Actually, I wish to go to Salem so that _I_ may wear a costume, but, now that I am single, again, I could make an attempt to pick up women while I am there.



Atlantic Storm said:


> i already wrote you a very long post in your nf café thread explaining why the situation - particularly in america - will likely not be resolved by then
> 
> why do i bother writing such posts if you're just going to forget them almost immediately after



I actually have not yet read your post, so I could not have forgotten it.


----------



## Atlantic Storm (May 14, 2020)

DemonDragonJ said:


> I actually have not yet read your post, so I could not have forgotten it.



you read it and responded to it at the time


----------



## DemonDragonJ (May 14, 2020)

Atlantic Storm said:


> you read it and responded to it at the time



I did? How could I have forgotten that?


----------



## Atlantic Storm (May 14, 2020)

DemonDragonJ said:


> I did?

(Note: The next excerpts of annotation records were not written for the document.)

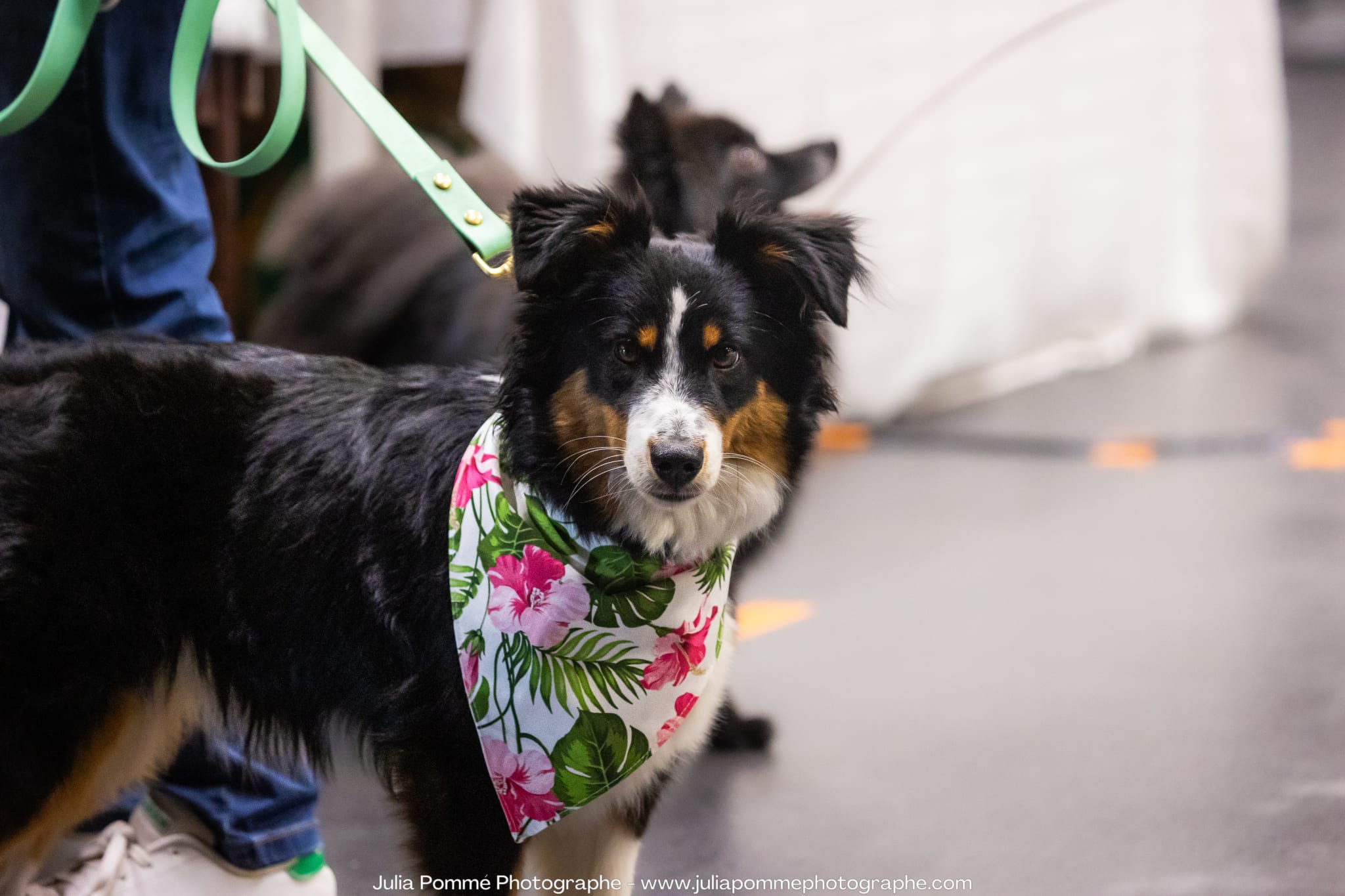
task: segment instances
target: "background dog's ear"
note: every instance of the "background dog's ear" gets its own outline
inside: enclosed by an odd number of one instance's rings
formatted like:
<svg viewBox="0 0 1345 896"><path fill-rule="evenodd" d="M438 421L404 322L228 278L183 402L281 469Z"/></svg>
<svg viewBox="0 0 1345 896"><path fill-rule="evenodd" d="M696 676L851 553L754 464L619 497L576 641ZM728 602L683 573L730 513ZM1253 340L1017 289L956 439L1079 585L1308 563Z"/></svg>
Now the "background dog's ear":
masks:
<svg viewBox="0 0 1345 896"><path fill-rule="evenodd" d="M578 187L525 188L510 203L514 279L525 293L578 282L605 259L650 244L654 223L643 195Z"/></svg>
<svg viewBox="0 0 1345 896"><path fill-rule="evenodd" d="M677 93L681 97L681 91ZM667 98L667 91L663 95ZM681 187L664 102L654 103L639 90L632 93L631 105L616 126L616 144L621 149L624 175L650 197L659 230L667 234L679 230Z"/></svg>
<svg viewBox="0 0 1345 896"><path fill-rule="evenodd" d="M763 292L826 314L845 326L850 285L865 278L846 215L795 216L725 210L714 228L714 254Z"/></svg>
<svg viewBox="0 0 1345 896"><path fill-rule="evenodd" d="M686 109L689 102L691 101L686 98L682 89L671 81L666 87L663 87L663 95L659 97L659 107L663 109L663 111L678 111L681 109Z"/></svg>

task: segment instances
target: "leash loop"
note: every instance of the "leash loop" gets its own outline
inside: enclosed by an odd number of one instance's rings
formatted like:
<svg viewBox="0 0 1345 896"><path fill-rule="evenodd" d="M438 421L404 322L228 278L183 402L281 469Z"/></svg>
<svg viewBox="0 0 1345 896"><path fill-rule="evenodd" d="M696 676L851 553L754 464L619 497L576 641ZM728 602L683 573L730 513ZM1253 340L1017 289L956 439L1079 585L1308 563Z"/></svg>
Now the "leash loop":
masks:
<svg viewBox="0 0 1345 896"><path fill-rule="evenodd" d="M13 101L0 109L0 137L32 124L55 101L70 79L89 30L98 15L100 0L58 0L47 42L38 64Z"/></svg>
<svg viewBox="0 0 1345 896"><path fill-rule="evenodd" d="M51 106L70 79L100 5L110 8L116 5L116 0L56 0L51 30L28 83L13 102L0 110L0 137L23 129ZM260 175L280 161L293 144L304 114L307 56L331 81L402 171L420 184L443 212L472 250L477 267L490 277L512 274L511 258L495 266L487 262L508 251L508 226L459 177L448 160L441 159L406 124L308 13L300 9L299 0L266 0L280 26L280 102L270 128L261 142L242 159L218 161L211 157L196 122L196 91L218 5L219 0L186 0L169 69L168 91L174 124L187 149L200 164L246 177Z"/></svg>
<svg viewBox="0 0 1345 896"><path fill-rule="evenodd" d="M219 0L187 0L183 7L169 74L172 120L187 149L200 164L239 177L260 175L280 161L295 142L299 122L304 116L308 82L304 43L299 31L299 0L270 3L280 26L280 103L266 136L250 153L234 161L217 161L200 140L200 128L196 124L196 89L218 5Z"/></svg>

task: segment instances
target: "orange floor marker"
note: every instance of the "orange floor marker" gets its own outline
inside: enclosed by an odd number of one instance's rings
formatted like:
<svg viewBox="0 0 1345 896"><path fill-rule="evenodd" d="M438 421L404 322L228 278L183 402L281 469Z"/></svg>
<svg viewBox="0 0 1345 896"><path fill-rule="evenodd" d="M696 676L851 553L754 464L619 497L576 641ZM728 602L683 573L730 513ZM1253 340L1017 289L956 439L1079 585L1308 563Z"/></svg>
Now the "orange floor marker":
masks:
<svg viewBox="0 0 1345 896"><path fill-rule="evenodd" d="M738 641L760 638L811 617L811 600L746 600L738 604Z"/></svg>
<svg viewBox="0 0 1345 896"><path fill-rule="evenodd" d="M1104 470L1147 470L1158 461L1158 451L1149 439L1098 442L1088 459Z"/></svg>
<svg viewBox="0 0 1345 896"><path fill-rule="evenodd" d="M1345 470L1345 439L1301 439L1289 449L1295 470Z"/></svg>
<svg viewBox="0 0 1345 896"><path fill-rule="evenodd" d="M873 434L865 423L823 423L818 447L823 451L868 451Z"/></svg>

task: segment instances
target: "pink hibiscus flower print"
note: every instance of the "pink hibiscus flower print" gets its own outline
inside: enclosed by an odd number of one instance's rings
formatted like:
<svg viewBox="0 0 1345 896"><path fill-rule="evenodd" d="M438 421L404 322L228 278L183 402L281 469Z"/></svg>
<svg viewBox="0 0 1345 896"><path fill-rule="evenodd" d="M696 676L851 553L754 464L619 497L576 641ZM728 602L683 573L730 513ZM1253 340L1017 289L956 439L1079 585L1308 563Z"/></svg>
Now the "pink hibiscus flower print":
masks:
<svg viewBox="0 0 1345 896"><path fill-rule="evenodd" d="M691 669L701 665L705 660L705 635L714 617L720 615L720 609L713 607L710 617L702 622L703 615L702 606L695 619L683 622L654 642L654 662L644 666L644 676L640 678L646 690L658 690L670 684L679 685L686 681Z"/></svg>
<svg viewBox="0 0 1345 896"><path fill-rule="evenodd" d="M682 575L683 572L690 572L691 570L694 570L698 566L701 566L701 564L699 563L677 563L674 560L668 560L662 567L659 567L658 572L654 574L654 580L655 582L662 582L663 579L671 579L675 575Z"/></svg>
<svg viewBox="0 0 1345 896"><path fill-rule="evenodd" d="M668 742L668 737L677 733L678 728L682 727L682 720L686 719L689 712L691 712L691 707L695 705L697 700L698 697L690 692L677 699L677 703L672 704L672 709L677 711L677 715L664 721L663 727L659 728L658 742L660 747Z"/></svg>
<svg viewBox="0 0 1345 896"><path fill-rule="evenodd" d="M523 559L508 553L487 571L495 590L486 607L504 634L522 631L545 650L565 639L572 622L588 615L588 588L580 574L535 545L525 545Z"/></svg>
<svg viewBox="0 0 1345 896"><path fill-rule="evenodd" d="M453 484L453 506L464 508L472 501L472 492L487 482L500 484L500 462L494 454L487 454L480 445L471 445L457 469L457 482Z"/></svg>
<svg viewBox="0 0 1345 896"><path fill-rule="evenodd" d="M476 689L477 677L480 677L482 654L465 649L459 650L457 662L463 668L463 684L467 685L467 693L471 695Z"/></svg>
<svg viewBox="0 0 1345 896"><path fill-rule="evenodd" d="M523 830L525 818L551 821L565 809L555 798L551 787L555 785L555 770L539 750L525 750L516 754L508 744L496 737L484 737L482 751L486 754L486 767L495 785L495 795L504 807L511 833Z"/></svg>

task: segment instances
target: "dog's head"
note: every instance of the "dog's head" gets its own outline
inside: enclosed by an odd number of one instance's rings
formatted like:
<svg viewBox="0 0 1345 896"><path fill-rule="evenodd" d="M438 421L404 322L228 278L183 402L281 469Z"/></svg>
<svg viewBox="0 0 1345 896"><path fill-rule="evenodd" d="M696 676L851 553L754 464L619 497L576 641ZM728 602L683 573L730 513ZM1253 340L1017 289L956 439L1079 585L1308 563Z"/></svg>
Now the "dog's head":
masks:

How could I have forgotten that?


very easily, evidently


----------



## UtahCrip (May 14, 2020)

DemonDragonJ said:


> Actually, I wish to go to Salem so that _I_ may wear a costume, but, now that I am single, again, I could make an attempt to pick up women while I am there.


having a hard time picturing this. how you gonna holla at them hoes?


----------



## JJ Baloney (May 14, 2020)

Maybe this will be the year where we see Christmas supplies in September or even.... August!


----------



## DemonDragonJ (May 15, 2020)

UtahCrip said:


> having a hard time picturing this. how you gonna holla at them hoes?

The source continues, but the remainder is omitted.